Landzunge mit roten Streifen
Autor: Matthias Einwag
Bad Staffelstein, Freitag, 11. Dezember 2015
Unbekannte verzierten in den vergangenen Monaten immer wieder Plätze im Staffelsteiner Land. Die Kleinodien wurden mit Fundstücken aus der Natur geschaffen. Sie finden viel Zustimmung bei den Betrachtern.
"So was Schönes und Buntes - das ist grade jetzt, in dieser tristen Jahreszeit wundervoll", sagt eine Frau zu einem Mann. Beide stehen auf der hölzernen Fußgängerbrücke über die Lauter und blicken auf ein Kunstwerk auf der Insel zwischen den beiden Armen des Lauterbaches am Hain. Im Gras der Landzunge verlaufen etliche schwarz-rote Streifen, die aus Blumentopferde und Vogelbeeren gestaltet sind. Es sieht so aus, als habe jemand die Landzunge schraffiert. Doch wer dieses farbenfrohe Kunstwerk geschaffen hat, wissen auch die beiden Betrachter nicht.

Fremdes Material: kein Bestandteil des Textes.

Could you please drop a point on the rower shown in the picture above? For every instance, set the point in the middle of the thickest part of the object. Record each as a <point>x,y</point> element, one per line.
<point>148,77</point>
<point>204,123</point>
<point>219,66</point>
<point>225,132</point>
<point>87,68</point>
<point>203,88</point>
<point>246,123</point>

Seit einigen Monaten sind in Bad Staffelstein und Umgebung immer wieder neue Kunstwerke in der Natur aufgetaucht, die ein Unbekannter oder eine Unbekannte geschaffen hat.
Am Wiesener Wörthsee hat jemand eine Pyramide aus Lesesteinen aufgeschichtet, auf einem Bootssteg am Staffelsteiner Riedsee war ein bunter Teppich aus Naturmaterialien (unter anderem Tannenzapfen und Blüten) ausgelegt und am Staffelberg fanden sich geometrisch angeordnete Holunderstängel, die ausgehöhlt und mit knallroten Hagebutten gefüllt waren, so dass sie Panflöten glichen.
Ein Herz auf dem Bahnsteig
Wundervoll anzusehen war auch ein knallrotes Herz aus Beeren, das in graue Basalt- und weiße Kalksteine eingelassen war. Es lag auf einem Perron des Staffelsteiner Bahnhofs. Irgendwo fand sich in der Natur auch ein Steinmosaik mit den Initialen HK - ob der Künstler hier sein Monogramm hinterlassen hat? Niemand weiß es zu sagen.
Auf der Suche nach diesen doch sehr vergänglichen Objekten stießen wir dieser Tage noch auf die schwarz-roten Streifen der Lauter-Insel am Hain und auf die Pyramide am Wiesener Wöhrthsee. Zu filigran sind die meisten der kleinen Kunstwerke als dass sie längere Zeit überdauern würden. Wind und Wetter, aber auch Vögel und Nagetiere wirken darauf ein, verändern oder vernichten das, was der oder die unbekannten Künstler geschaffen haben.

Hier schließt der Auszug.